Supplementary clinical data on large but not full-coverage restorations using direct resin composite materials to replace missing cusps are also limited, especially when a minimal evaluation period of more than two years is stipulated. In a 30-month clinical study, direct microhybrid resin composite restorations with one or two missing cusps were assessed.15 All the restorations were retained and showed high “Alpha” scores and corroborate the findings of the current study. Additional reports and reviews support this good clinical performance of larger composite restorations, and they showed no significant difference between direct and indirect resin composite restorations.16–17

Surface texture of the restorations investigated was inconspicuous overall. However, micro-defects caused by physico-mechanical wear may affect the resin composite material surface. Especially in patients with an erosive background, the clinical long-term success can be hampered due to a combination of abrasion, attrition, chemical degradation and material fatigue even in stress-free areas.18–19 The matrix can be softened and filler components can be lost.20–23 Alcohol-containing solutions, which are frequently used during supportive maintenance care, can also negatively influence the mechanical and physical properties of the resin composite materials.24

Another important issue is the problem of postoperative sensitivity, which has always been a major point of concern when using direct composite restorations under clinical situations.16 No postoperative sensitivity, however, has been observed in the current study.
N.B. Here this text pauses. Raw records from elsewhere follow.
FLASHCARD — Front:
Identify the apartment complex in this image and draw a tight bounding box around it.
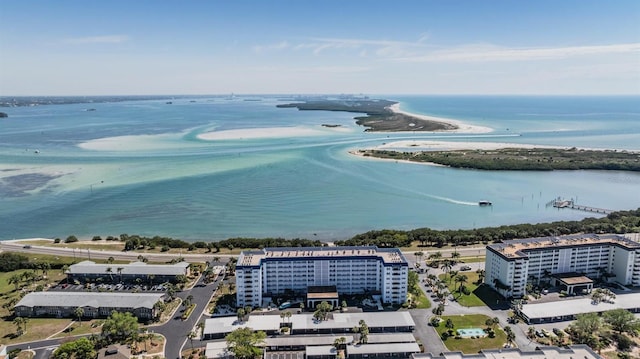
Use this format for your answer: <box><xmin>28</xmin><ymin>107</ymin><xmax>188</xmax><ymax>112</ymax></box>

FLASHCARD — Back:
<box><xmin>14</xmin><ymin>292</ymin><xmax>164</xmax><ymax>320</ymax></box>
<box><xmin>236</xmin><ymin>246</ymin><xmax>408</xmax><ymax>308</ymax></box>
<box><xmin>485</xmin><ymin>234</ymin><xmax>640</xmax><ymax>298</ymax></box>
<box><xmin>66</xmin><ymin>260</ymin><xmax>190</xmax><ymax>284</ymax></box>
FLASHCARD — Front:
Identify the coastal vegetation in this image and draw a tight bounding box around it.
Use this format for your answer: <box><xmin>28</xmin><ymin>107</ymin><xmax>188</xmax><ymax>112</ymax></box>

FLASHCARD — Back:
<box><xmin>24</xmin><ymin>208</ymin><xmax>640</xmax><ymax>253</ymax></box>
<box><xmin>358</xmin><ymin>147</ymin><xmax>640</xmax><ymax>171</ymax></box>
<box><xmin>277</xmin><ymin>99</ymin><xmax>456</xmax><ymax>132</ymax></box>
<box><xmin>335</xmin><ymin>208</ymin><xmax>640</xmax><ymax>248</ymax></box>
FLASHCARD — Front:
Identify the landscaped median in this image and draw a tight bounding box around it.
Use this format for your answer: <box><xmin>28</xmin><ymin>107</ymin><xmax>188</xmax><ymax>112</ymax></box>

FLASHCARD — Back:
<box><xmin>432</xmin><ymin>314</ymin><xmax>508</xmax><ymax>353</ymax></box>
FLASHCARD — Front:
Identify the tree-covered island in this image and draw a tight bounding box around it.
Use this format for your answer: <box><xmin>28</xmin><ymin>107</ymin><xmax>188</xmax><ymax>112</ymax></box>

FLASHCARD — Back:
<box><xmin>277</xmin><ymin>99</ymin><xmax>457</xmax><ymax>132</ymax></box>
<box><xmin>357</xmin><ymin>147</ymin><xmax>640</xmax><ymax>171</ymax></box>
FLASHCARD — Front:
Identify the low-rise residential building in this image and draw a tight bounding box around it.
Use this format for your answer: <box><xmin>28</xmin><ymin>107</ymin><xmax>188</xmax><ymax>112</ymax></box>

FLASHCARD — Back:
<box><xmin>14</xmin><ymin>292</ymin><xmax>164</xmax><ymax>320</ymax></box>
<box><xmin>203</xmin><ymin>312</ymin><xmax>415</xmax><ymax>340</ymax></box>
<box><xmin>207</xmin><ymin>333</ymin><xmax>420</xmax><ymax>359</ymax></box>
<box><xmin>485</xmin><ymin>234</ymin><xmax>640</xmax><ymax>298</ymax></box>
<box><xmin>236</xmin><ymin>246</ymin><xmax>408</xmax><ymax>308</ymax></box>
<box><xmin>413</xmin><ymin>345</ymin><xmax>602</xmax><ymax>359</ymax></box>
<box><xmin>520</xmin><ymin>292</ymin><xmax>640</xmax><ymax>324</ymax></box>
<box><xmin>66</xmin><ymin>260</ymin><xmax>190</xmax><ymax>284</ymax></box>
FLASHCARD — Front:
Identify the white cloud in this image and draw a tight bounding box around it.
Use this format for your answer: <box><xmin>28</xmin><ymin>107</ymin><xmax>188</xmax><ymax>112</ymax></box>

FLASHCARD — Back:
<box><xmin>63</xmin><ymin>35</ymin><xmax>130</xmax><ymax>44</ymax></box>
<box><xmin>253</xmin><ymin>41</ymin><xmax>290</xmax><ymax>53</ymax></box>
<box><xmin>394</xmin><ymin>42</ymin><xmax>640</xmax><ymax>62</ymax></box>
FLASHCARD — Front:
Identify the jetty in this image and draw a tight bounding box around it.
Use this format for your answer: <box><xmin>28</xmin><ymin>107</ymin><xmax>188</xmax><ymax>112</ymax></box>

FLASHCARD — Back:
<box><xmin>547</xmin><ymin>197</ymin><xmax>613</xmax><ymax>215</ymax></box>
This is in accordance with findings of previous studies.15 Tooth sensitivity can often be found after marginal gap formation, which may lead to microleakage and caries formation. One explanation is the good C-factor in the restorations. Caries was found in only one restoration. This also corroborates other studies that also recorded no caries despite some observed discolorations.12,15

CONCLUSIONS

Within the limitations of the current study, the authors conclude that direct resin composite materials represent a viable economic method to restore severely worn teeth at least for the medium-term. Additional studies, however, with more patients and longer evaluation periods, are needed to help confirm the positive clinical performance reported in the current study in the long-term.